Lei da piccolo che sport praticava?
“Come tutti i miei amici giocavo a calcio e mi piaceva molto, papà però mi ha obbligato a giocare anche a cricket. Così al sabato facevo una partita di pallone e la domenica quella di cricket. Poi dopo un infortunio ho smesso con il calcio e ho fatto solo cricket”.

Contento di questa imposizione?
“A posteriori sono contentissimo. Con il cricket ho girato il mondo, conosciuto persone, fatto esperienze di ogni tipo e ora sto coprendo ruoli di grande responsabilità”.

Le sono arrivate altre imposizioni familiari?
“Al contrario. I miei mi hanno lasciato libero anche nella religione.
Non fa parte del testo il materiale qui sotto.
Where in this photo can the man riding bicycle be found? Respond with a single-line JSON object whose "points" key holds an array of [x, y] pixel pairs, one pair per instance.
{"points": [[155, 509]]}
Loro sono buddisti, ma io a scuola facevo religione con i miei compagni di classe. Sono diventato buddista più tardi, per mia scelta. Mentre mia figlia è battezzata e ha fatto da poco la prima comunione”.

Chi è stato il suo primo maestro?
“Mi allenava papà, prima a Cesena poi a Bologna. A 14 anni e mezzo esordisco in prima squadra, a 15 partecipo ad un tour in Inghilterra con la Nazionale, il debutto ufficiale azzurro è nel 2002”.

La sua prima lezione?
“Mi ha mandato in Inghilterra per una vacanza studio a 14 anni. Senza cellulare né connessione internet. Pioveva tutto il giorno. Chiamavo a casa chiedendo di rientrare. Un giorno tutto questo ti servirà, mi ripeteva papà”.

La lezione più importante?
“Il rispetto delle regole e delle persone. E di perseverare nelle mie volontà e nei miei sogni”.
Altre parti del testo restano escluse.